24 Marzo 2025
Sarebbe piaciuta la Grande Festa di compleanno a Pino Daniele? Si, magari con concerto pop, nel senso aperto a tutti, a Piazza Plebiscito. Bastava un grande schermo e trasmettere quello del 1981. Sarebbe stato un successo assicurato. Anziché farlo per celebrare per happy few ( solo 400 invitati) a Piazza del Gesu’. E lasciare la folla inviperita fuori le transenne, A seguire le scuse del fratello di Pino: pardon, avrei potuto fare di meglio. Fare peggio sarebbe stato difficile.
Gli eroi devono morire giovani per entrare per sempre nel cuore collettivo che ancora batte forte per il Che Guevara del Neapolitan Sound morto d’infarto a 60 anni. Si legge ancora nelle carte: “Con un soccorso più veloce, forse, poteva sopravvivere”. Fa rabbia. Quest’anno avrebbe compiuto 70 anni.“Non so neanche come sia nato Pino Daniele, come è nato come autore…nella mia città tra l’inferno e il cielo”, é la scritta che ci accoglie all’ingresso della mostra Spiritual inaugurata oggi a Palazzo reale con il ministro della cultura Giuli che racchiude l’essenza più profonda del mondo artistico di Pino Daniele, evidenziando le connessioni con il blues, jazz, soul, e quella musica nera americana le cui radici si intrecciano con la spiritualità di Madre Africa. Di certo se non fosse nato a Napoli non avremmo avuto il Genius loci di Napulé é… che é diventato l’inno della città. Nessun artista in Italia, non Lucio Dalla con Bologna, o Fabrizio De André con Genova o Antonello Venditti con Roma aveva avuto un rapporto così simbiotico con la città d’origine. Pino è nato figlio del popolo, é morto da rock star. E pensare che lui non voleva cantare, voleva fare il chitarrista, suonare e basta. E invece si trovò a inventare quel genere anglo/napolitan/dialettale che faceva vibrare le note.

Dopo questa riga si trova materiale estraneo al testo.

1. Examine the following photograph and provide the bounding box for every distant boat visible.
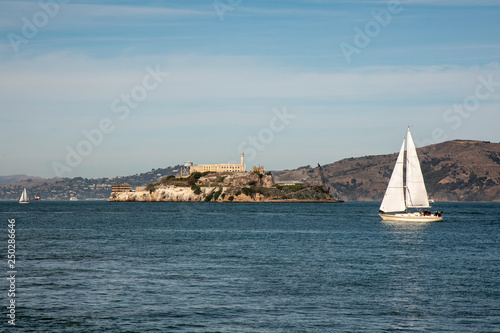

Ogni titolo di canzone una metafora esistenziale: Chi tene ‘o mare, Basta ’na jurnata ‘ sole, Je so’ pazzo, Dimmi cosa succede sulla terra, The Desert in my mind. La prima parte della mostra dal titolo Terra mia ripercorre la storia di Pino Daniele che negli anni ’70 fiuta i fermenti sociali e la contestazione giovanile e una “grotta” di tufo della Sanità dall’acustica quasi perfetta sarebbe diventata la culla del Neapolitan Power dove sperimentava, improvvisava e fondeva generi. La seconda parte della mostra si chiama Le radici e le ali ed é un caleidoscopio sulla sua carriera dal 1977 al 2014, con esposizione di jukebox, chitarre e vinili come il triplo disco d’oro, praticamente l’oscar della musica, il più alto riconoscimento allo straordinario Tour con Francesco De Gregorio, Fiorella Mannoia e Ron ( si’ e si stenta a credere che sia quel Ron adesso ridicolizzato da Crozza). Disco d’oro voleva significare la vendita di 150mila copie di dischi venduti. I numeri cambiano con la crisi delle etichette discografiche. Oggi un disco d’oro vale appena 25mila copie ( ascolti digitali compresi). I suoi look anche erano iconici come la sua K-Way d’ordinanza, mimetica, esposta nel studio di registrazione ricostruito come allora.Promossa dalla Fondazione Pino Daniele con il Ministero della Cultura, Palazzo Reale, Regione Campania, Comune di Napoli, curata dal figlio Alessandro Daniele e Alessandro Nicosia. Assolutamente da vedere. Fino al 6 luglio.